Fireside Chat Part II

I spent the last two days leveling the hearth in preparation for tile.  This doesn't sound like a very glamorous process, and it wasn't.  It started out looking like this:


Not sure how it happened, but as you can clearly see, it's way too uneven for tile installation.  So I taped off the floor, thoroughly swept the hearth, and had at it with some floor-patching compound.


Here's my first coat drying.

Flat 'n' ready this morning:


Now we can talk tile: 18" x 18" Montauk Black cleft slate.  Why?  Partly because I'm guessing this house originally had slate, and the super-active multicolored slate that's everywhere right now isn't the kind it would have had.  We needed something that had little movement, even less color variation, absolutely no shine, and wouldn't require tons of cutting and grouting.  The hearth happens to be 18" x 72", and if we use a 1/16" grout line between each of the four tiles we'll need, we should come in just about perfectly with no need to rent a wet saw.  Yessss!

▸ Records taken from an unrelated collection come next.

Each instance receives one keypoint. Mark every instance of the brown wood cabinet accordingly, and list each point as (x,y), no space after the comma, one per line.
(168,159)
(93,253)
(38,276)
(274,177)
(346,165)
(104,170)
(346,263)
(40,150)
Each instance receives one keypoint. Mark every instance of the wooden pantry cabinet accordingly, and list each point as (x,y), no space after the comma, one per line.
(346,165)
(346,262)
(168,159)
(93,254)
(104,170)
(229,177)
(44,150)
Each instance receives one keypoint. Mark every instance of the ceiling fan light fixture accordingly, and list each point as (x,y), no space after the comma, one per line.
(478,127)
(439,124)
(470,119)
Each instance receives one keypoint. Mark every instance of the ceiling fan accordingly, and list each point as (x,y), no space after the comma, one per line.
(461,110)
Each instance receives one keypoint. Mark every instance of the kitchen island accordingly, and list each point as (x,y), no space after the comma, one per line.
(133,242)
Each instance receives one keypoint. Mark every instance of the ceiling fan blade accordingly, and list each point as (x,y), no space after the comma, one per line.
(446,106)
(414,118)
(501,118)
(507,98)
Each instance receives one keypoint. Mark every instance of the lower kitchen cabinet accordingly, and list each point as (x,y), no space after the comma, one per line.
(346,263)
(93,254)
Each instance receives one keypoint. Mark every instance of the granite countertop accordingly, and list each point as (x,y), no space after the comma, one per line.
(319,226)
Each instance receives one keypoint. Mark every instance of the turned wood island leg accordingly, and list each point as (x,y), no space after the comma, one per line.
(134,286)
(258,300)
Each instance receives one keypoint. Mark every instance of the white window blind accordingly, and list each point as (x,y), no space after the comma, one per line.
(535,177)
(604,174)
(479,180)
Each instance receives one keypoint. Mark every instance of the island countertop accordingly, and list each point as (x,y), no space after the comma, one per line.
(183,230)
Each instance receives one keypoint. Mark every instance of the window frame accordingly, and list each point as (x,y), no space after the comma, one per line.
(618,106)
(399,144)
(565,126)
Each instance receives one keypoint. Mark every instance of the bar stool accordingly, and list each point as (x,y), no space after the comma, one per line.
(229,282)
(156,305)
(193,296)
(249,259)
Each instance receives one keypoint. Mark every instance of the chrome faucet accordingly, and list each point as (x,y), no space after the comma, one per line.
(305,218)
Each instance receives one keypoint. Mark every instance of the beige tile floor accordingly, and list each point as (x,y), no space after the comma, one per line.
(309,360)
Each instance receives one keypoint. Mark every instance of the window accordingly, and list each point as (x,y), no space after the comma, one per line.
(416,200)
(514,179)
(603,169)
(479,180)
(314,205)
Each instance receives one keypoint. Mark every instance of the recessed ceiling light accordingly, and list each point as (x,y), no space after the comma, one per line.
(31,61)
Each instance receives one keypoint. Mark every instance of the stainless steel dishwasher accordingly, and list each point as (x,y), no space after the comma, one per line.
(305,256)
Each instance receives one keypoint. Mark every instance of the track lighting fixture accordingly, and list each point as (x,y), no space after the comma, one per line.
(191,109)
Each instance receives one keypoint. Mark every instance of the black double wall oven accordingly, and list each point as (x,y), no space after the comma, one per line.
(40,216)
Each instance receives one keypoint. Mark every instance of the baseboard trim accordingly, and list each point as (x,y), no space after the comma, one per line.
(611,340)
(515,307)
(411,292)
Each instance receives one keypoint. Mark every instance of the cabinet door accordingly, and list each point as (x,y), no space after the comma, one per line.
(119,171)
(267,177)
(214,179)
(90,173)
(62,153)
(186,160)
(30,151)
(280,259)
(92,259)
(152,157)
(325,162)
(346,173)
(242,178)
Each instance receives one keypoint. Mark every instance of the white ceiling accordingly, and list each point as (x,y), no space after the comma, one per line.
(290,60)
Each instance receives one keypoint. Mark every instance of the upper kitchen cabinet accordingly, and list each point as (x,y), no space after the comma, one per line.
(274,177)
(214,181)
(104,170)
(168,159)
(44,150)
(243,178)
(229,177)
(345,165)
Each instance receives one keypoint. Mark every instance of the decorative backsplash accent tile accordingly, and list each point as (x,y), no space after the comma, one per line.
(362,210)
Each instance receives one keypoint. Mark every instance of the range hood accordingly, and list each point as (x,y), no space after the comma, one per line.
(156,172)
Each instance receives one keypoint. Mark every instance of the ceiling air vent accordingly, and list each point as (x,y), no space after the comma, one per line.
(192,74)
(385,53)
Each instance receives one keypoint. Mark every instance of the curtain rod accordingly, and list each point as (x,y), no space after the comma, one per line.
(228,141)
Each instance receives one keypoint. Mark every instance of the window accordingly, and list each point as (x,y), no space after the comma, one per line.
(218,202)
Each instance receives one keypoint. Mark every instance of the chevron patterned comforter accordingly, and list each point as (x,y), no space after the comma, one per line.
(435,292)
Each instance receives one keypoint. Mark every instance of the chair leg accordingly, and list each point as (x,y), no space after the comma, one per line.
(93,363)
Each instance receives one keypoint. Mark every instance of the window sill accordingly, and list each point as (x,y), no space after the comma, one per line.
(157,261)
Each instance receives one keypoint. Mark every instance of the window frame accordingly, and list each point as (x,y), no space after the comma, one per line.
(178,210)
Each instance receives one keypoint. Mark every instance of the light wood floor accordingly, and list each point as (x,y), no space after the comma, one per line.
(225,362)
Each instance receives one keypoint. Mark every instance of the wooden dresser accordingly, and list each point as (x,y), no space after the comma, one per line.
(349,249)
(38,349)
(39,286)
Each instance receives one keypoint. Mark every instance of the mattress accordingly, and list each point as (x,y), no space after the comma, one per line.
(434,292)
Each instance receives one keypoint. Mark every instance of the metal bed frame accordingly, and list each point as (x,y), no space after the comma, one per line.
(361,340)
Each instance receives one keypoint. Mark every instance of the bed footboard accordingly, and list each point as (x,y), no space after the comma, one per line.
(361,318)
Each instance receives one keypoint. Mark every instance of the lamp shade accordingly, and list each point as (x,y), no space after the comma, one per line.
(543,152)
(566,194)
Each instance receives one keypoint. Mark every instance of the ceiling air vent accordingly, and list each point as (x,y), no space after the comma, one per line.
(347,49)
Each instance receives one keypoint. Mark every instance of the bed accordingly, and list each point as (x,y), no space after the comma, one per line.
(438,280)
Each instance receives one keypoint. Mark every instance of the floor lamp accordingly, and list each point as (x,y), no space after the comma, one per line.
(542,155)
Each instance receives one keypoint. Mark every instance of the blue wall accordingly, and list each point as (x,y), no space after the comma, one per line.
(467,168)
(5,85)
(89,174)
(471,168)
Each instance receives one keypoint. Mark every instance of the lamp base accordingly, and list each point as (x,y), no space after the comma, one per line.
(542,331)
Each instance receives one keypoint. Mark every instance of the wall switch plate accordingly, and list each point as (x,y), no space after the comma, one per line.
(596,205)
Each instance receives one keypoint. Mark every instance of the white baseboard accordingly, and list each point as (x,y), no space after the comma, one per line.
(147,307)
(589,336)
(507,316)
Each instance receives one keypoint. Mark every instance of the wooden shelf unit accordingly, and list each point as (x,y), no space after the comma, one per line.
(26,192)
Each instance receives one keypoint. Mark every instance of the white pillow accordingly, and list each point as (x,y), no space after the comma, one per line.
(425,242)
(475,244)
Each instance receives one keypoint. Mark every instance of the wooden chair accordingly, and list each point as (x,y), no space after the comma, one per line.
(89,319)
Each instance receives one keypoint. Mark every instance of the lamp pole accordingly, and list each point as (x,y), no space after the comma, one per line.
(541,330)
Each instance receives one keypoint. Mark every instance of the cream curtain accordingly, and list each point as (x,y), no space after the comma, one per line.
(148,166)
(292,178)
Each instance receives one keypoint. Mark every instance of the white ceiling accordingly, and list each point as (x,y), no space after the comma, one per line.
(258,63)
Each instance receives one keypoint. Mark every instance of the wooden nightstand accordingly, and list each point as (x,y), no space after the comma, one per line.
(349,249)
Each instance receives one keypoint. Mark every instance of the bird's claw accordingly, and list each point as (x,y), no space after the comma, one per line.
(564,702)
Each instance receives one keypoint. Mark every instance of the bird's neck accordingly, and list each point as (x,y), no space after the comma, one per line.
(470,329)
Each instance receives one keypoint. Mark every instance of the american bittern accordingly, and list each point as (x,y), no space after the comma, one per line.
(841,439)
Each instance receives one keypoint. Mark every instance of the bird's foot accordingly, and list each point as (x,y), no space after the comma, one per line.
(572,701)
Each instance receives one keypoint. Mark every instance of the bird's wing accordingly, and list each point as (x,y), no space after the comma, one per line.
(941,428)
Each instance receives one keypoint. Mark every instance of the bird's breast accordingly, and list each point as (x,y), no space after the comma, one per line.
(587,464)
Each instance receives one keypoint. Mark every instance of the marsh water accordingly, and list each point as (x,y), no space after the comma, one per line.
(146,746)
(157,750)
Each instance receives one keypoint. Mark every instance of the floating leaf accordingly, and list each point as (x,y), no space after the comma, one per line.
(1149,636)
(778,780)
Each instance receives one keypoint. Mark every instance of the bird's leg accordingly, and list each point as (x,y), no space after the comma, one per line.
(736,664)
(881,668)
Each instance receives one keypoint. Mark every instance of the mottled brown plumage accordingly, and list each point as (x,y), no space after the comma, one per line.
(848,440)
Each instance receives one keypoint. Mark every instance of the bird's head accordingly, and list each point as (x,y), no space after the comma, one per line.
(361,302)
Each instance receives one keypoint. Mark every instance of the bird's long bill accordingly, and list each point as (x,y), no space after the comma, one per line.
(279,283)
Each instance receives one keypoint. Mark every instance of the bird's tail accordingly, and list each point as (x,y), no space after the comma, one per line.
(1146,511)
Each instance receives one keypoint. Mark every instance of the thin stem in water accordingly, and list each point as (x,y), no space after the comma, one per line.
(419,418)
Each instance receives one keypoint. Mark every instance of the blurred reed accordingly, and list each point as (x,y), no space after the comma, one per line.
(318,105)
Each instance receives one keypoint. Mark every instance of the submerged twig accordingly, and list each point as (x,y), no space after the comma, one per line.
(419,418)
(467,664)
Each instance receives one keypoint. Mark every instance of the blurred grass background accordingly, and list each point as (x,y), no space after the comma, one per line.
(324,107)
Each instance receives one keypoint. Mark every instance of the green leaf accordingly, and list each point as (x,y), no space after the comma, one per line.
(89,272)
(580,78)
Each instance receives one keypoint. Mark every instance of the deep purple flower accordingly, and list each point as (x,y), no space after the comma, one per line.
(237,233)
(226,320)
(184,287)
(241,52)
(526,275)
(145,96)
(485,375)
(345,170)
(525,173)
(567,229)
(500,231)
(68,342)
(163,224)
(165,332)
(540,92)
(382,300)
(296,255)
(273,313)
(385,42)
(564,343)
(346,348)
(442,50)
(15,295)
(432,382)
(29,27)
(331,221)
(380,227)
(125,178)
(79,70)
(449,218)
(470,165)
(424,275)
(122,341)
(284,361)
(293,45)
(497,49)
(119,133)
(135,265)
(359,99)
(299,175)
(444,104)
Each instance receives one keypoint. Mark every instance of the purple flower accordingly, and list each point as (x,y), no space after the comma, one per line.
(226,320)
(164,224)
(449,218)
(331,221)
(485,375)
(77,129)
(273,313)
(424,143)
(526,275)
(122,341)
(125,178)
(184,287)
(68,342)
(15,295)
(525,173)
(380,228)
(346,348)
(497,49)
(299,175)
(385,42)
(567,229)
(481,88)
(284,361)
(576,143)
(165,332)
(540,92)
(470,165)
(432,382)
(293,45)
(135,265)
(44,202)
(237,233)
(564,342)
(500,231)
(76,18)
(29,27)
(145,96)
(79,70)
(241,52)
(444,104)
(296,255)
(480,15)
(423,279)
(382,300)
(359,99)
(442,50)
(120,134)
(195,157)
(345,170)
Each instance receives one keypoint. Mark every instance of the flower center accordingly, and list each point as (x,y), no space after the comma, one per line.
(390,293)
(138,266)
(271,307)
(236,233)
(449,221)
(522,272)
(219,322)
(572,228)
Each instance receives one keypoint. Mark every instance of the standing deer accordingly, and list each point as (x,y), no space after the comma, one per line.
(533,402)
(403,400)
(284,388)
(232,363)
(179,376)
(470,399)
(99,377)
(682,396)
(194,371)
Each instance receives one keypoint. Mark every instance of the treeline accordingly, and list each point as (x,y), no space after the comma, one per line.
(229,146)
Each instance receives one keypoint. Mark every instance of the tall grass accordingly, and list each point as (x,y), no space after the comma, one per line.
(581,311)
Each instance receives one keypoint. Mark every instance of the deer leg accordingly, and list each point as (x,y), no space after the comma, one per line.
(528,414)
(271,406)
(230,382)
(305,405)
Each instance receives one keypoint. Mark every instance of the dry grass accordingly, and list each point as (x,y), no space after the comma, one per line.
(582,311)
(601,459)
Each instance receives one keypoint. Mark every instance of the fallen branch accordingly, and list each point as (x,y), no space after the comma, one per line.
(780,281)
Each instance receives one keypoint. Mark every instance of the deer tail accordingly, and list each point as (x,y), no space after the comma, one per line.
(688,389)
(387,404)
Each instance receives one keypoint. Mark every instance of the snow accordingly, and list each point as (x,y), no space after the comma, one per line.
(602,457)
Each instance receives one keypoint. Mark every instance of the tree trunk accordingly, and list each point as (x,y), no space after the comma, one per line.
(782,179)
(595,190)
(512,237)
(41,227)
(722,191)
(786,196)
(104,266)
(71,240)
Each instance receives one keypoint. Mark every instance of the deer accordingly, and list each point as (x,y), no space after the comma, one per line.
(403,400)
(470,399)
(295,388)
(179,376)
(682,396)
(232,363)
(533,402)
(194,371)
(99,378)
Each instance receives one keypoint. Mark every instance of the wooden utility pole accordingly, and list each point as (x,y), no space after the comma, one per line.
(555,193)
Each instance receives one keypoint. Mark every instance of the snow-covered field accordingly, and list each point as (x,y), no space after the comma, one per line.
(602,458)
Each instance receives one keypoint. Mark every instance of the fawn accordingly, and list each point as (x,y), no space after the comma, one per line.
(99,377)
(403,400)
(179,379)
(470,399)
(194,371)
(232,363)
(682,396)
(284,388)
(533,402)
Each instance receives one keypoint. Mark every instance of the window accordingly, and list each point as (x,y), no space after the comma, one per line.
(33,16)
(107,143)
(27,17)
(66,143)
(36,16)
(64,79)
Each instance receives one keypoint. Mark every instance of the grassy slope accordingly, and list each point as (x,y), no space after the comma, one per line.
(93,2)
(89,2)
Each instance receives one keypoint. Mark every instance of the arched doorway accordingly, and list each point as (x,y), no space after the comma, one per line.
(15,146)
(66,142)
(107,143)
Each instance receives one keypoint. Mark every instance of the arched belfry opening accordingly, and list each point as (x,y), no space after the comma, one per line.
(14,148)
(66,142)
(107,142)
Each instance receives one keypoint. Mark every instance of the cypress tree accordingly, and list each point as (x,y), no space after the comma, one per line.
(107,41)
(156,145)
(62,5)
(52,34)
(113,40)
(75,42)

We found the tile here.  After pricing it through some local vendors and realizing that 18"x18" tile ain't so easy to come by, we discovered that nine square feet of tile would run us about $100-- but from marblewarehouse it'll only cost $66 including shipping.  Even $66 seems sort of spendy for four tiles (actual tile cost is only about $30) but, as I've said, it'll save us on wet-saw rental and prevent us from wasting a bunch of tile.  And if we consider the total cost of the fireplace makeover to date, ($14: free leftover primer from another job, $4 for the paint samples I mixed together to paint the brick, $5 for the quarter-round that will eventually frame out the hearth, $5 for the patching compound) it doesn't seem so bad.  I mean, $14 to go from this:


To this:



means I've earned $66 worth of tile, right?